Um diese besondere Behandlung für Kinder gewährleisten zu können, sollte die Rechtsprechung für Minderjährige separat von der für Erwachsene gehalten werden. In den Ländern, in denen diese Trennung zumeist wegen politischer Gründe oder fehlender Mittel nicht vorhanden ist, werden Kinder weitestgehend wie Erwachsene behandelt. Hierdurch kann keine adäquate Entschädigung für das Kind oder ein angemessener Wiedereingliederungsprozess in die Gesellschaft für junge Straftäter geboten werden.

Regierungen verwenden unterschiedliche Einrichtungen zur rechtlichen Behandlung von Kindern. Manche richten Jugendgerichte ein, andere folgen speziellen Verfahren für Kinder im Rahmen regulärer Gerichte. Manche Großstädte schaffen auch gesonderte Polizeieinheiten.

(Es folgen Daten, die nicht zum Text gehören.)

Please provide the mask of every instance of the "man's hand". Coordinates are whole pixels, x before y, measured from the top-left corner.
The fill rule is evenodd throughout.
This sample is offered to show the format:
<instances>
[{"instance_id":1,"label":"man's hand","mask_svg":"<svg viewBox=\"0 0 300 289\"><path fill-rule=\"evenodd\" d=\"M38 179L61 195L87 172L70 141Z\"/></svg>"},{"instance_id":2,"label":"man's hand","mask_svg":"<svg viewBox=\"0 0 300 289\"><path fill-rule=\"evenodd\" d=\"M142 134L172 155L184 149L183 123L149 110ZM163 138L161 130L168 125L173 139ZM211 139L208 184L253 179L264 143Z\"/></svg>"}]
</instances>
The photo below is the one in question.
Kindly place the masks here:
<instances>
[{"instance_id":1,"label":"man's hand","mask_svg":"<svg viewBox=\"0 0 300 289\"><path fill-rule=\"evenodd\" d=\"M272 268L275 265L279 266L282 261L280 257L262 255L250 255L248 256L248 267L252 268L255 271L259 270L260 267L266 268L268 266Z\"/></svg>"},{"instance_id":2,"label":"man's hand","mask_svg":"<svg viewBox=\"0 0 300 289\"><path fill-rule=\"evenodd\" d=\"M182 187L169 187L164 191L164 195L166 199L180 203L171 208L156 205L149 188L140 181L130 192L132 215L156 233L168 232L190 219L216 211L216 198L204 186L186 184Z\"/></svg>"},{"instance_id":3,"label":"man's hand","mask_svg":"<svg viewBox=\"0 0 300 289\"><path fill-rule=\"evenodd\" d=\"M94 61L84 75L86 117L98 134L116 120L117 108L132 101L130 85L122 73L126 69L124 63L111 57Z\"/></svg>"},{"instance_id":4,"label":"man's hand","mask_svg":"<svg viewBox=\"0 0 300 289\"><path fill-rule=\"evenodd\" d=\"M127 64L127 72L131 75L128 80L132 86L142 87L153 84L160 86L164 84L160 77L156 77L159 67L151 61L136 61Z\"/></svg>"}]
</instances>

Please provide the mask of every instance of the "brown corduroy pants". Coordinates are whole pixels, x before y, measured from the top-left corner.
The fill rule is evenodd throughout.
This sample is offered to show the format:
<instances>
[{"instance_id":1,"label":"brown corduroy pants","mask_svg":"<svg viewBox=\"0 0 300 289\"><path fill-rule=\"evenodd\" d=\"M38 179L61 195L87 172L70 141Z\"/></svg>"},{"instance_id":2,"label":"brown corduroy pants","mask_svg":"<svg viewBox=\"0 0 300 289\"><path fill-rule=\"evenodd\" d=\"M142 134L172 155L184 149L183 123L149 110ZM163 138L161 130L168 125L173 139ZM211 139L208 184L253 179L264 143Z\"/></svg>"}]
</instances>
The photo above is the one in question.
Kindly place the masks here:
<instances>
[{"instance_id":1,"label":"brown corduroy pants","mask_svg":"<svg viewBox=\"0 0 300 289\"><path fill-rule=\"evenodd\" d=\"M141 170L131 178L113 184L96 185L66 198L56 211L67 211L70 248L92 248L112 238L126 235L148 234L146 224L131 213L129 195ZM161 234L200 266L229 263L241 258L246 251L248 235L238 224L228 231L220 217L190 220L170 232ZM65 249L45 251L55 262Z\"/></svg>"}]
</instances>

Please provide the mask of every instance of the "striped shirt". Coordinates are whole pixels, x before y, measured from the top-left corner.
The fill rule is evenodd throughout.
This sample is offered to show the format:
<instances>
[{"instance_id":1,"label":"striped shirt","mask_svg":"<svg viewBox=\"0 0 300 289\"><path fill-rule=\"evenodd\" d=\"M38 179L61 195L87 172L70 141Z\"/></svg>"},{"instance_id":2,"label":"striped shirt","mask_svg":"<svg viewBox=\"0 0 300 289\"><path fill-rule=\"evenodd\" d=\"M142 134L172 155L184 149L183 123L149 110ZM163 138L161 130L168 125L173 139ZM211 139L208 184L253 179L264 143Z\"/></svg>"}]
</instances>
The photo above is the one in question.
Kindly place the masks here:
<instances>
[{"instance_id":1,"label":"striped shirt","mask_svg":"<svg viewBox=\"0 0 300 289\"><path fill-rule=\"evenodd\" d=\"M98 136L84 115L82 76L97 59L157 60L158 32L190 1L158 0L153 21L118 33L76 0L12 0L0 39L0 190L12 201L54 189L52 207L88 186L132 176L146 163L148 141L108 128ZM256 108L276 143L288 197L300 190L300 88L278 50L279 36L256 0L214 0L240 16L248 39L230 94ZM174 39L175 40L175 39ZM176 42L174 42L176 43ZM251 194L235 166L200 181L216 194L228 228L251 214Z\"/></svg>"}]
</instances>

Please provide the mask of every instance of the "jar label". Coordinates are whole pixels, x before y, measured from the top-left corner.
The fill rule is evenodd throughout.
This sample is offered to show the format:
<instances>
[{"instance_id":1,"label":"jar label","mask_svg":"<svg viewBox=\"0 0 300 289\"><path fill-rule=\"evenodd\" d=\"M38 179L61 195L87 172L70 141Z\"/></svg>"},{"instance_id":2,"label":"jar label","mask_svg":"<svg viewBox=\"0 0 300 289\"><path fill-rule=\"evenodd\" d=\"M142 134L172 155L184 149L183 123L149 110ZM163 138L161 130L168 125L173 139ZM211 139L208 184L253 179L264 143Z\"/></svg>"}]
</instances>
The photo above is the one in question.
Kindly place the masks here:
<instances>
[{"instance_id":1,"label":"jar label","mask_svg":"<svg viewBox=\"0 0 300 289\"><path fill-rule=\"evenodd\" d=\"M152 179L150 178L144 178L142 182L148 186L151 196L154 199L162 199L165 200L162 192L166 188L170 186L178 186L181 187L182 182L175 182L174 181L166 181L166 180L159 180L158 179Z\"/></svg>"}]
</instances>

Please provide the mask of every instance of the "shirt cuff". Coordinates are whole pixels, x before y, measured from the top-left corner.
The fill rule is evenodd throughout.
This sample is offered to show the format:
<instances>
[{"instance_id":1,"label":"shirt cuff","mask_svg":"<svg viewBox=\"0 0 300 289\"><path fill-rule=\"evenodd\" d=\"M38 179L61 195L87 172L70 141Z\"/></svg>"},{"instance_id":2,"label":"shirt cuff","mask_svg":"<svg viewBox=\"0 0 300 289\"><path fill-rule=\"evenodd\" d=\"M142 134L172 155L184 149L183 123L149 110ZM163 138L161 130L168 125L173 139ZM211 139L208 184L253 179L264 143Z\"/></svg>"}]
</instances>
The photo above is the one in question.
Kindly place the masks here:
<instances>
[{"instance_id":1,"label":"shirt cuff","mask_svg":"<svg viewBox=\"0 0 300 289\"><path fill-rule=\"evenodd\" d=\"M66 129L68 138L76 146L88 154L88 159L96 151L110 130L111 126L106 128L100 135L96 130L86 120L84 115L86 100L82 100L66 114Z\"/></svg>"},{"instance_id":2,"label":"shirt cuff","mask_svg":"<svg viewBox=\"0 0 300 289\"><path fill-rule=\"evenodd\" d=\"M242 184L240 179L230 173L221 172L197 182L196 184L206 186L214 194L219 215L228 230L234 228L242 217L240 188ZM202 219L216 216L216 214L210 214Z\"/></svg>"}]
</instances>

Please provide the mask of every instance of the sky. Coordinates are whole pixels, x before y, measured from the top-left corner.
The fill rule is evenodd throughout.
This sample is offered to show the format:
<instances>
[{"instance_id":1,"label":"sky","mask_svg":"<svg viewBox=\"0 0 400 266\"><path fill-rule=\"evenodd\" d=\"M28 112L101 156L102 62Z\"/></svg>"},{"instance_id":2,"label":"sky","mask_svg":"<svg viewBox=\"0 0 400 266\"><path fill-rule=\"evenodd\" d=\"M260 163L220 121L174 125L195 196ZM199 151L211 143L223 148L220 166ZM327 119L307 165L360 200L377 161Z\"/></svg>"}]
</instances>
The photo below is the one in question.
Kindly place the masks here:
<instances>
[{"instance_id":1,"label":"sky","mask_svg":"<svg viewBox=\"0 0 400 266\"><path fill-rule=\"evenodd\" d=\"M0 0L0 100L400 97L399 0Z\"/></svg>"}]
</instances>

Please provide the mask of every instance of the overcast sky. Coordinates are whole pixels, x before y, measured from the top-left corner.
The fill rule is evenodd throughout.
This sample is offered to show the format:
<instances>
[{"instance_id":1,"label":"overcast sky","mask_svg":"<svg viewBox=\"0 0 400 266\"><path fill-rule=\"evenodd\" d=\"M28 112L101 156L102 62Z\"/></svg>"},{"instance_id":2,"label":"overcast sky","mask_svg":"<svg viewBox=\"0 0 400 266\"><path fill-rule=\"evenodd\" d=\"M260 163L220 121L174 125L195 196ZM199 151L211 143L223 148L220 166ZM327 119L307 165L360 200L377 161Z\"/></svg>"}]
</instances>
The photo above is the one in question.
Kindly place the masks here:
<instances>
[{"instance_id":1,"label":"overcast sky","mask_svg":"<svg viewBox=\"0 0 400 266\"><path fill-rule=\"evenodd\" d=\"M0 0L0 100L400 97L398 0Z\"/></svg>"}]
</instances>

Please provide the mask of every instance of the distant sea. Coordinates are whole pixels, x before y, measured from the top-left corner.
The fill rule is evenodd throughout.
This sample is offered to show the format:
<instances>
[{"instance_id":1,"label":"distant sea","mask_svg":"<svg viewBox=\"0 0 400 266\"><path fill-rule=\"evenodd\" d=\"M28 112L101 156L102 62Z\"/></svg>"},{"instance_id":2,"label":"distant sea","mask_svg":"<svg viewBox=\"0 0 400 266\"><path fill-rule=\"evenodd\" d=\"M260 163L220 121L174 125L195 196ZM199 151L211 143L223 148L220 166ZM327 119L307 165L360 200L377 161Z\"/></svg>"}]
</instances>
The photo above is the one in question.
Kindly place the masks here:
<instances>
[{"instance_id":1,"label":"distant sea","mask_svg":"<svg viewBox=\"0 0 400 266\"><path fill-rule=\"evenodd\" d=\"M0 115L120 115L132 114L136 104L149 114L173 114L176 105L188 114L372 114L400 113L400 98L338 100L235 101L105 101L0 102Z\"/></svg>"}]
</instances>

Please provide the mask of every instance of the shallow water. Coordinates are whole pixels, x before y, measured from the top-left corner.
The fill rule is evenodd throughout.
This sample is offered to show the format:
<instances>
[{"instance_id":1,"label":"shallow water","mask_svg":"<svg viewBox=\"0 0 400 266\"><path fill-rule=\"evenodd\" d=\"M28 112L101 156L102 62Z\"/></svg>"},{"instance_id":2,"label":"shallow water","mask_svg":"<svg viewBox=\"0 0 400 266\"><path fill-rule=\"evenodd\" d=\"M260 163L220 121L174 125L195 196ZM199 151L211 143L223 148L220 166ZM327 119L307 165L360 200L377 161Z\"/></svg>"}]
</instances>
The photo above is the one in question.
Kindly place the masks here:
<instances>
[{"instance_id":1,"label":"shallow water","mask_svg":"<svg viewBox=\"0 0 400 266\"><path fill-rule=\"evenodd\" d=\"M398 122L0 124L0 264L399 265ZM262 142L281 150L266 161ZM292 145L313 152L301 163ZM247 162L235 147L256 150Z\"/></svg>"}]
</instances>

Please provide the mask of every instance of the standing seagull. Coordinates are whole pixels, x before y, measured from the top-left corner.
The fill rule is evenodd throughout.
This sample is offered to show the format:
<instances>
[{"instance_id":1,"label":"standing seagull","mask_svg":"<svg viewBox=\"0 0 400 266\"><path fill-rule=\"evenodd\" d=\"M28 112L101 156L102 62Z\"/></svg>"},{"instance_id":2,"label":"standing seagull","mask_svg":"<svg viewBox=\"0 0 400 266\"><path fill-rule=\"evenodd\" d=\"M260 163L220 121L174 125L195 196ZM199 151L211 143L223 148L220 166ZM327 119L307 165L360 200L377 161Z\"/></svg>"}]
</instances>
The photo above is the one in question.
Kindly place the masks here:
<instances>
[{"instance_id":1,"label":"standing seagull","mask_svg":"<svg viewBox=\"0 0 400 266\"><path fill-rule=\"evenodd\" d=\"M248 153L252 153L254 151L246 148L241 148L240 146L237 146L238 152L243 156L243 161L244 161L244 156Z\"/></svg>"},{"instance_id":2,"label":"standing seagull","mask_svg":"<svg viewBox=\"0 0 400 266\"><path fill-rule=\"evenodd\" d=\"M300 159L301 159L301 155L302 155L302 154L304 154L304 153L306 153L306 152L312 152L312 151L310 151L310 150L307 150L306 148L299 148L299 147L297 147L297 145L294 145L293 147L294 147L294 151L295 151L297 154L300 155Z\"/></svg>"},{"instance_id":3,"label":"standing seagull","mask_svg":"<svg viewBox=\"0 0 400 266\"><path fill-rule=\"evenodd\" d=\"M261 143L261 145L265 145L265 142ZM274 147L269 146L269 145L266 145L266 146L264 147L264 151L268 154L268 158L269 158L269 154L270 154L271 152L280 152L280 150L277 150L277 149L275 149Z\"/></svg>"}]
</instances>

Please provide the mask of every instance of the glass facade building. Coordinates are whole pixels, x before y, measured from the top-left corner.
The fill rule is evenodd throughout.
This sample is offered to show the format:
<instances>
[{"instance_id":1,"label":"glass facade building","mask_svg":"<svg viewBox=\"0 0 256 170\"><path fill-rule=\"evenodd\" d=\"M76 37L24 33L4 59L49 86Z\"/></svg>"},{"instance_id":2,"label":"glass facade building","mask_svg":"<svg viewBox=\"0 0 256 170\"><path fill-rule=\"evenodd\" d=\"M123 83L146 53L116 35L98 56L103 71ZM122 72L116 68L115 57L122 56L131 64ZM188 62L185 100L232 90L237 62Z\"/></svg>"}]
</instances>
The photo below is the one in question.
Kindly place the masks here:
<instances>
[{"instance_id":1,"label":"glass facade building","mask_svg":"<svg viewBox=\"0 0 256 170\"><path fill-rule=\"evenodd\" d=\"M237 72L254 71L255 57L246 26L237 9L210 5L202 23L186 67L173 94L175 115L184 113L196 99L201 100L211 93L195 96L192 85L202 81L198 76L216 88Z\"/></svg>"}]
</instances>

Ein einfacher Zugang zu diesen Einrichtungen ist von großer Bedeutung. Berichtsverfahren ermöglichen es Opfern oder Angeklagten im Kindesalter, Aufmerksamkeit auf etwaige Rechtsverletzungen zu lenken und die Effizienz des Rechtssystems zu erhöhen.

Beteiligte Mitarbeiter

Wer kommt mit Kindern in Kontakt?

Viele Menschen sind an Gerichtsverfahren für Minderjährige beteiligt, unter anderem natürlich alle Vertreter der Rechtspflege, aber auch zahlreiche Mitarbeiter des öffentlichen Dienstes, da soziale Dienste oft eng mit dem Rechtssystem zusammenarbeiten.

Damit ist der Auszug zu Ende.